Thanks for the input, there are some good suggestions.
Pathfinding is certainly something I’d like to do on another thread anyway - however, I don’t know if that lends itself well with Detour/Recast.
The only thing I did with it once was basically calling a function that would give a possible way from point A to B within the navigation mesh.
Now that, I think, would be safe to do on a WorkItem.
However, in a real game, these pathing calculations would have to be updated taking into account the positions of other agents. I’m not quite sure how that works in Detour or Urho, but I’ll look at the pathfinding example to see how it is done in the engine.
But pathfinding is something I’d mostly do in C++ anyway, I wouldn’t want that in gameplay scripts (not more than “actor:moveTowards(targetCoordinates, whenReachedCallback, whenBlockedCallback)” at least). Ideally, scripters shouldn’t worry about pathfinding at all.
I fully agree. However, how would that even be possible with gameplay data? You can’t have each WorkItem have its own copy of the game world
That’s the problem with worker queues. They are just not applicable in many situations. Not for gameplay logic, at least.
Imagine a forest where thousands of beings are just doing their business, the AI for each one calculating next steps based on information about the world, its surroundings, etc. You cannot have thousands of copies of relevant game data. Imagine the synching afterwards
But I think your suggestion to split everything into phases would solve the problem acceptably. It is really not important for gameplay calculations if they are based on 1 frame old logic. So the bird following its prey in the forest would be advancing by some space, even though the prey just got eaten by the wolf, which the bird would be noticed of only next frame. Perfectly acceptable.

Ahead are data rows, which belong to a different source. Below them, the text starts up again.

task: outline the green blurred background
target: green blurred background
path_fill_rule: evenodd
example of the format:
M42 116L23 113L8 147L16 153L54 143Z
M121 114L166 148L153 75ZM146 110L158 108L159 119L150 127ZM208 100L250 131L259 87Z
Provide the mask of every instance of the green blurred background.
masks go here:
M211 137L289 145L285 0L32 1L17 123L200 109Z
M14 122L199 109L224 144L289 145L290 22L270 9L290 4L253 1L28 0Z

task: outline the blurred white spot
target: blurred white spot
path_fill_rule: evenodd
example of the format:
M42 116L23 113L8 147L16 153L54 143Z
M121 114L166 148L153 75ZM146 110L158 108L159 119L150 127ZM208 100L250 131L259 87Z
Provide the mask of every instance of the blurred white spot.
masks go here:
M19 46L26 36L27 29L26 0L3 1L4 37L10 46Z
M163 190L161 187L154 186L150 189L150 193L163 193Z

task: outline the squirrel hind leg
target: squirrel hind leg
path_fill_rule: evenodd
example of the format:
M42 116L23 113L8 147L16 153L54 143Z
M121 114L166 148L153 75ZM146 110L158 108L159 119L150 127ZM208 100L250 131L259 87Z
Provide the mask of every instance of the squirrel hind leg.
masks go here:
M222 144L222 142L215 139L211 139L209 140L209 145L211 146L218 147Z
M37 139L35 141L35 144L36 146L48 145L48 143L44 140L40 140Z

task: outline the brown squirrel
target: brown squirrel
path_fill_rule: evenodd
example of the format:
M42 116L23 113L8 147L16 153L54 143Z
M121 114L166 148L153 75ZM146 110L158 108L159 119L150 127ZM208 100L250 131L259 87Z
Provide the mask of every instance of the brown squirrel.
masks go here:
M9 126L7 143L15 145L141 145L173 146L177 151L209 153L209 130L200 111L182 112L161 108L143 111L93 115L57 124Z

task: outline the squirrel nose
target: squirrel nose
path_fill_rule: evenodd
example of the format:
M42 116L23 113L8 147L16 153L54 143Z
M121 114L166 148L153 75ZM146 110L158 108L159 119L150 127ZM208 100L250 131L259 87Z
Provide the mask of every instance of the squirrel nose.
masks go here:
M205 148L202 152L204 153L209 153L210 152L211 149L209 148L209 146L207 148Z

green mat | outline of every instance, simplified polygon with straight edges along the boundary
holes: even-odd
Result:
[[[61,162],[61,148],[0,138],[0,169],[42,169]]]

So, a very simplified game frame could look like this (assuming that there is separate set for gameplay and Urho data, which is a good idea anyway):
- Object creation/deletion (including callbacks to Lua scripts to notify about object deletion so that Lua scripts can remove references, like the bird losing the prey reference)
- Game logic (threaded, step 3 happens before step 2 finishes), which changes gameplay data ONLY
- Urho engine loop, which changes Urho data ONLY
- Wait for step 2 to finish
- Apply gameplay data to Urho data*
*And vice versa! If physics says the bird is at X, but gameplay says the bird is at Y, that must be resolved somehow. Not an easy topic, I know.
Actually, I will look at the physics sample, maybe it is possible to do the physics calculations extra between step 1 and 2. Would be worth it just to avoid that synchronization nightmare - at least if not much is going on physics wise (and it isn’t in my ideas).
Bonus question: If I activated LuaJIT when building Urho3D, do I have to take any additional steps to make sure LuaJIT is used instead of the slower “normal” Lua?